Por: Emilio Sanmiguel
Especial para El Nuevo Siglo
La sola idea del virtuosismo saca de quicio a los ortodoxos del arte. En todos los estadios.
A los pintores capaces de retratar la realidad con detalles que no consigue la fotografía se los tilda de estériles para tomar partido por los artistas conceptuales que apilan objetos, o amontonan cosas que, supuestamente, traspasan lo tangible para recrear “reflexiones filosóficas” que luego se venden en cientos de miles de dólares.
Con los músicos ni hablar. Porque desde que apareció Paganini a principios del siglo XIX la reacción fue tan terrible que los moralistas argumentaron hasta que habría vendido su alma a Satanás para conseguir el dominio sobrenatural de su instrumento.
Y con la danza ya es el tope. Porque los límites entre lo absolutamente virtuosístico y lo esencialmente dancístico son imposibles de definir. Porque el dominio artístico de la danza sólo se consigue cuando el bailarín logra, a punta de esfuerzo físico y entrenamiento atlético, dominar el cuerpo y hacer de él un instrumento de expresión. Cuando ese control es absoluto viene la reacción y saltan los ortodoxos que tildan de acróbata al bailarín…
Pero al otro lado está el espectador. El coprotagonista de este asunto. Ese personaje que sueña con colgar en la pared de su casa un original de Luis Caballero que deja sentir hasta el temblor de la carne. El mismo espectador que aúlla hasta el paroxismo cuando Lang Lang se le mide a las Reminiscencias de don Juan de Mozart de Liszt o el que delira con la Escena de la locura de Ofelia de Hamlet de Thomas en la voz estratosférica de Nathalie Dessay.
Con la danza lo mismo. Quién no quisiera devolverse en el tiempo para ver a Vaslav Nijinsky ejecutar el Entrechat dix que hizo de él el Dios de la danza o sencillamente haber presenciado en la Metropolitan de Nueva York a Mikhail Baryshnikov atravesar el escenario con su histórica diagonal de brisées del Pas de deux de Gisselle. Pero esos prodigios son calificados, por unos pocos, de acrobacias gimnásticas y, por los más envidiosos, de maromas circenses.

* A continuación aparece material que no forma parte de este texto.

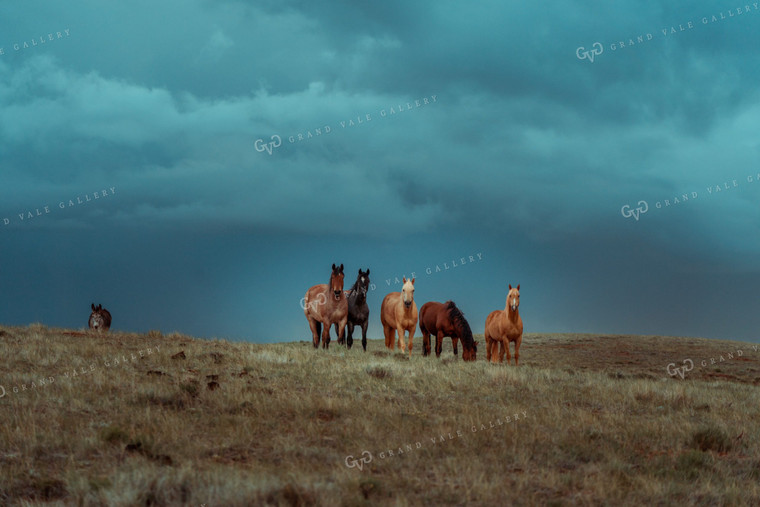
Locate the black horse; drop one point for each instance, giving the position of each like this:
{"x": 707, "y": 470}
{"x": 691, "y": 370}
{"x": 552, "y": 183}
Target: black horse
{"x": 358, "y": 311}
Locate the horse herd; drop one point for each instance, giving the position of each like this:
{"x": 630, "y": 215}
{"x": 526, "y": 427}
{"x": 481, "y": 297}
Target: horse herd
{"x": 328, "y": 304}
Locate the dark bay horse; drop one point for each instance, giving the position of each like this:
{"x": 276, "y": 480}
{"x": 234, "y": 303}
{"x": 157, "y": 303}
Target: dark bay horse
{"x": 324, "y": 305}
{"x": 358, "y": 311}
{"x": 100, "y": 318}
{"x": 445, "y": 319}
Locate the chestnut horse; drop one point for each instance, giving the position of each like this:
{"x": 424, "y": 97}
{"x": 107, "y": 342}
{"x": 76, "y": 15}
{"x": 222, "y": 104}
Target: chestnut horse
{"x": 445, "y": 319}
{"x": 100, "y": 318}
{"x": 358, "y": 311}
{"x": 324, "y": 305}
{"x": 504, "y": 326}
{"x": 398, "y": 313}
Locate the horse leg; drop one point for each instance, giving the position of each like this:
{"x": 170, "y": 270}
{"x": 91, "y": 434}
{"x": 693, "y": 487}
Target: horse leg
{"x": 340, "y": 328}
{"x": 388, "y": 336}
{"x": 401, "y": 334}
{"x": 497, "y": 352}
{"x": 316, "y": 330}
{"x": 326, "y": 336}
{"x": 364, "y": 334}
{"x": 517, "y": 348}
{"x": 438, "y": 343}
{"x": 350, "y": 335}
{"x": 425, "y": 342}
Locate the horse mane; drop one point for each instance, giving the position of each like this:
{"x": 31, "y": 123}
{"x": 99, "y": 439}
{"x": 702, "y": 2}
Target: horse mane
{"x": 456, "y": 316}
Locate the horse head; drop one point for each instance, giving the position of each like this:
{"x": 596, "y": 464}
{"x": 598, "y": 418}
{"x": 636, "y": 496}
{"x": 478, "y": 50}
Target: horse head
{"x": 407, "y": 292}
{"x": 361, "y": 286}
{"x": 336, "y": 281}
{"x": 513, "y": 298}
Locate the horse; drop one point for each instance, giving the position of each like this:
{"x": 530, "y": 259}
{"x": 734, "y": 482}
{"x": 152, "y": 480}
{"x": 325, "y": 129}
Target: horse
{"x": 325, "y": 304}
{"x": 504, "y": 326}
{"x": 100, "y": 318}
{"x": 399, "y": 313}
{"x": 445, "y": 319}
{"x": 358, "y": 311}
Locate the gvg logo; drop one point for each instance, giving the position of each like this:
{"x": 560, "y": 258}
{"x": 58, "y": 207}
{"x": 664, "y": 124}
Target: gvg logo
{"x": 688, "y": 365}
{"x": 627, "y": 212}
{"x": 359, "y": 463}
{"x": 583, "y": 54}
{"x": 275, "y": 142}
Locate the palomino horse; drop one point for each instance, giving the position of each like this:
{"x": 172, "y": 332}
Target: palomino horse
{"x": 358, "y": 311}
{"x": 399, "y": 313}
{"x": 445, "y": 319}
{"x": 504, "y": 326}
{"x": 100, "y": 318}
{"x": 324, "y": 305}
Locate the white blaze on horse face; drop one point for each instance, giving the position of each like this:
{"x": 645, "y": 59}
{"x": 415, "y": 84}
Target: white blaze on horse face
{"x": 407, "y": 292}
{"x": 513, "y": 300}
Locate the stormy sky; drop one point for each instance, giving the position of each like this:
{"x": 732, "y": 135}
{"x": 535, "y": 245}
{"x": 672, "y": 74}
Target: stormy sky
{"x": 604, "y": 157}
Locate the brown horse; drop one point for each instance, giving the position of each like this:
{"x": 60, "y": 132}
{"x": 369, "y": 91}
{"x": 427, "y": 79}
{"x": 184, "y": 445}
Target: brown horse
{"x": 445, "y": 319}
{"x": 100, "y": 318}
{"x": 504, "y": 326}
{"x": 325, "y": 305}
{"x": 399, "y": 313}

Supongo que en ese mundo debe caber perfectamente la escena central de Velox, el ballet que presentó la compañía de danza de Deborah Colker, que se presentó la semana pasada en el Teatro Mayor de Bogotá. Y quienes hayan censurado el dominio absoluto que los bailarines tienen de sus cuerpos seguramente se habrán exasperado con el aforo de la sala lleno a rabiar y con ese público que más que fascinado estaba hipnotizado con la coreografía de esta brasileña.
Pero, bueno, así son las cosas. Velox es un espectáculo precioso. Que seduce desde el primer instante. A la final no es otra cosa que el poder mismo de la danza como vehículo de seducción. No hay ningún trasfondo filosófico ni asomo de pretensión existencialista de la coreógrafa, sencillamente hay danza a través de un virtuosismo asombroso que llega a su clímax en la escena central cuando los bailarines desafían la ley de gravedad y confunden al espectador, pues resulta imposible determinar si trepan por la pared del fondo del escenario o es el espectador quien los observa desde lo alto de la tramoya.

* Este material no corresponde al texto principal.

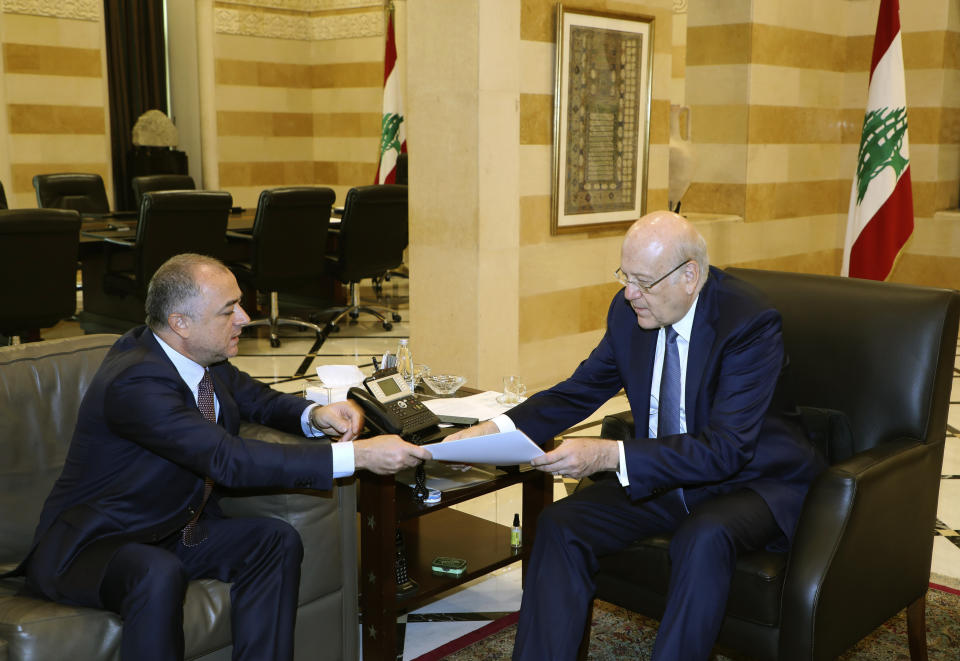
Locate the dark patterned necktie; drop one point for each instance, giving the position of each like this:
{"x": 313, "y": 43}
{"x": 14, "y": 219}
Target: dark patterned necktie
{"x": 668, "y": 416}
{"x": 193, "y": 533}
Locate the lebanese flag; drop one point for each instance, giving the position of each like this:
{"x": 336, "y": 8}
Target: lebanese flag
{"x": 393, "y": 135}
{"x": 881, "y": 202}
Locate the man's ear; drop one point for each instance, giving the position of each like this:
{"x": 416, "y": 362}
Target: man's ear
{"x": 691, "y": 275}
{"x": 179, "y": 323}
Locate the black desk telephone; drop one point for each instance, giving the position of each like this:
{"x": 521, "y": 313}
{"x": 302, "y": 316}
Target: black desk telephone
{"x": 390, "y": 407}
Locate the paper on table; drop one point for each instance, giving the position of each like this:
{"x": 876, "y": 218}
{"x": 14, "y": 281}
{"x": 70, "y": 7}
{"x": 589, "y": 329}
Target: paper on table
{"x": 503, "y": 449}
{"x": 481, "y": 406}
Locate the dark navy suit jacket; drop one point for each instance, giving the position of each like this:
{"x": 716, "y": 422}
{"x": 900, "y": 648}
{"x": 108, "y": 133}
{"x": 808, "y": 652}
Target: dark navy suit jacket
{"x": 738, "y": 436}
{"x": 141, "y": 448}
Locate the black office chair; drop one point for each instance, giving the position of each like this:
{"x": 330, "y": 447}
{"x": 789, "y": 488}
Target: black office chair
{"x": 871, "y": 366}
{"x": 170, "y": 223}
{"x": 38, "y": 266}
{"x": 72, "y": 190}
{"x": 289, "y": 231}
{"x": 371, "y": 239}
{"x": 157, "y": 182}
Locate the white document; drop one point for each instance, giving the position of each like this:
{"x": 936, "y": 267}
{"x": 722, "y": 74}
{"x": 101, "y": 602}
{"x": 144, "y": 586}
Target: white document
{"x": 481, "y": 406}
{"x": 502, "y": 449}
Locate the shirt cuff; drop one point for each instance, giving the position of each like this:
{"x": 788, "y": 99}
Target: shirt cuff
{"x": 306, "y": 425}
{"x": 622, "y": 473}
{"x": 342, "y": 458}
{"x": 503, "y": 423}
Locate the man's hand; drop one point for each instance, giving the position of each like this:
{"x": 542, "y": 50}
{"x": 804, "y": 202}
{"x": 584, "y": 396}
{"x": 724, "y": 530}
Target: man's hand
{"x": 579, "y": 457}
{"x": 384, "y": 455}
{"x": 343, "y": 419}
{"x": 483, "y": 429}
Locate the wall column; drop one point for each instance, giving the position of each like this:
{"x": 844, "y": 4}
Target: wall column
{"x": 463, "y": 136}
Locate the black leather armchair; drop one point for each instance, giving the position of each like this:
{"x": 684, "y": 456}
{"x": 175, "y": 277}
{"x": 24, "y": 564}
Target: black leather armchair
{"x": 155, "y": 182}
{"x": 71, "y": 190}
{"x": 871, "y": 366}
{"x": 290, "y": 228}
{"x": 170, "y": 223}
{"x": 38, "y": 266}
{"x": 370, "y": 242}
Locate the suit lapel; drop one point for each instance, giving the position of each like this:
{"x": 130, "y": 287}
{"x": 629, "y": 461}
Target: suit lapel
{"x": 701, "y": 344}
{"x": 643, "y": 352}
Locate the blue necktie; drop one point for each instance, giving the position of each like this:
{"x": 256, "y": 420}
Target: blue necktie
{"x": 668, "y": 417}
{"x": 194, "y": 532}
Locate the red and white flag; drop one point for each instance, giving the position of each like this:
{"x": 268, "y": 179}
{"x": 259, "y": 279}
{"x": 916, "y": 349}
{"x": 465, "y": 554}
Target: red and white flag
{"x": 881, "y": 202}
{"x": 393, "y": 139}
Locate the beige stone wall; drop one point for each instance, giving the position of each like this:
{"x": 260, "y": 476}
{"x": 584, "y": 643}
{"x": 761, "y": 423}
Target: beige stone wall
{"x": 777, "y": 91}
{"x": 566, "y": 281}
{"x": 53, "y": 94}
{"x": 297, "y": 94}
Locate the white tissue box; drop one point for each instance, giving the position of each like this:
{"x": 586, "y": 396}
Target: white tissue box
{"x": 324, "y": 395}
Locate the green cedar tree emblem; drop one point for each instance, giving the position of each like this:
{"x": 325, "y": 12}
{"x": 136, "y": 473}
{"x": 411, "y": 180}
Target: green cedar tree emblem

Es verdad que durante los primeros segundos lo que asombra es el dominio acrobático, pero también lo es que luego la propuesta de Colker se convierte en un enorme fresco de sensualidad y, como decía, de pronto lleva al espectador a vivir y compartir la experiencia de la ingravidez.

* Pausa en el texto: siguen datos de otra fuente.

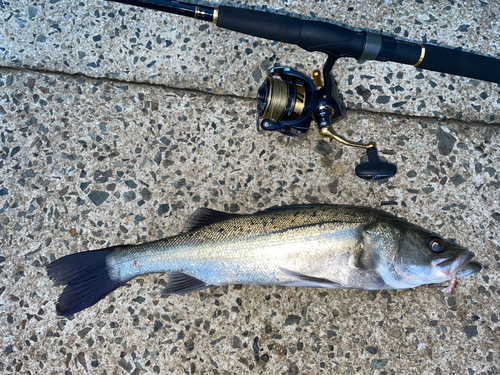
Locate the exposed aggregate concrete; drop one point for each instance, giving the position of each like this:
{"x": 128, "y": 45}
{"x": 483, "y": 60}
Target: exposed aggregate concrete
{"x": 91, "y": 160}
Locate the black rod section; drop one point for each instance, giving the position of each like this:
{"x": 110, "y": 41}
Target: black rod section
{"x": 334, "y": 39}
{"x": 176, "y": 7}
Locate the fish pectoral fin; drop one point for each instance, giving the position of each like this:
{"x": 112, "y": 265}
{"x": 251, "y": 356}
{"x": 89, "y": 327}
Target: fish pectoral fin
{"x": 206, "y": 216}
{"x": 180, "y": 283}
{"x": 310, "y": 279}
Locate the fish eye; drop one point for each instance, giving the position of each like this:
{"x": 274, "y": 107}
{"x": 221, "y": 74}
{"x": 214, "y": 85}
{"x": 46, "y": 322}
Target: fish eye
{"x": 436, "y": 244}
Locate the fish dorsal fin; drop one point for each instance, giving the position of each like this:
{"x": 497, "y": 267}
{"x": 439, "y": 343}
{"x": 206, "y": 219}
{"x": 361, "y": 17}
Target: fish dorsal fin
{"x": 180, "y": 283}
{"x": 294, "y": 207}
{"x": 206, "y": 216}
{"x": 310, "y": 279}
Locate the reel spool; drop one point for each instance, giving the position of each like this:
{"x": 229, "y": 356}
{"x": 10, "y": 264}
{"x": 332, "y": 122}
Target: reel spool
{"x": 280, "y": 100}
{"x": 286, "y": 101}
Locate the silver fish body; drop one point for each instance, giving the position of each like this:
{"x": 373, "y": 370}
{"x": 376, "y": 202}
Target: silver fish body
{"x": 329, "y": 246}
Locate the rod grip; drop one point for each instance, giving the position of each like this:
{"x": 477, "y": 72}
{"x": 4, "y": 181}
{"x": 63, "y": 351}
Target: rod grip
{"x": 310, "y": 35}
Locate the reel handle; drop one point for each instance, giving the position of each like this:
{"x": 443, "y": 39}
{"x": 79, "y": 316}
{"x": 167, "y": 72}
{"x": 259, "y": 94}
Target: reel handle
{"x": 375, "y": 169}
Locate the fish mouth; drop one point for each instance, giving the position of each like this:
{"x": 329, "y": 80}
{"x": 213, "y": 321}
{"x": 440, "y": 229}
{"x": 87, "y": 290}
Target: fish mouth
{"x": 460, "y": 265}
{"x": 470, "y": 269}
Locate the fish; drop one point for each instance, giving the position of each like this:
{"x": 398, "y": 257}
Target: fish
{"x": 317, "y": 246}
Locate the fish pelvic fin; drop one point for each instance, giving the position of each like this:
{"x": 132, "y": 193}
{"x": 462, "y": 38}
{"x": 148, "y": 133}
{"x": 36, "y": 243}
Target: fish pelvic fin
{"x": 180, "y": 283}
{"x": 87, "y": 279}
{"x": 206, "y": 216}
{"x": 321, "y": 282}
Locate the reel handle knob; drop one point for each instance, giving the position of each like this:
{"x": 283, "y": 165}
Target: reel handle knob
{"x": 375, "y": 169}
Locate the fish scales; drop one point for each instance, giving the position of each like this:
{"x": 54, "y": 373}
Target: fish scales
{"x": 251, "y": 249}
{"x": 328, "y": 246}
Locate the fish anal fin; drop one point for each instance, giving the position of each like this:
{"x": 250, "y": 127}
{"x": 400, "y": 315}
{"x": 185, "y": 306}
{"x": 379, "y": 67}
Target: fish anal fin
{"x": 310, "y": 279}
{"x": 180, "y": 283}
{"x": 206, "y": 216}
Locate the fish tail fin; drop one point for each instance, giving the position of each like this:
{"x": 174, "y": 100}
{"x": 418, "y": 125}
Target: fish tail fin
{"x": 87, "y": 279}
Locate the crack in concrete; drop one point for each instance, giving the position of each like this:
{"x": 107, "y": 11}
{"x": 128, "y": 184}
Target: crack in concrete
{"x": 476, "y": 123}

¿Perfecto? Por supuesto que no. Velox tiene un “defecto imperdonable”, y es el sentido intolerable que de lo equilibrado tiene la coreografía: de pronto los bailarines, por ejemplo en la primera escena, ejecutan una figura de increíble belleza, cuando la repiten parece aún más bella, entonces el ojo se apresta para admirarla por tercera vez, pero Colker ya no lo permite, porque sabe que si lo hace por tercera vez se rompe la magia.
El otro problema tiene que ver justamente con su esencia misma. Todo desfila ante el espectador con una velocidad vertiginosa, de pronto han transcurrido ya los 55 minutos, ha caído el telón y de nuevo a lidiar con la realidad… con los disparates del Congreso, las vacaciones caribes de la magistrada y su siesta española…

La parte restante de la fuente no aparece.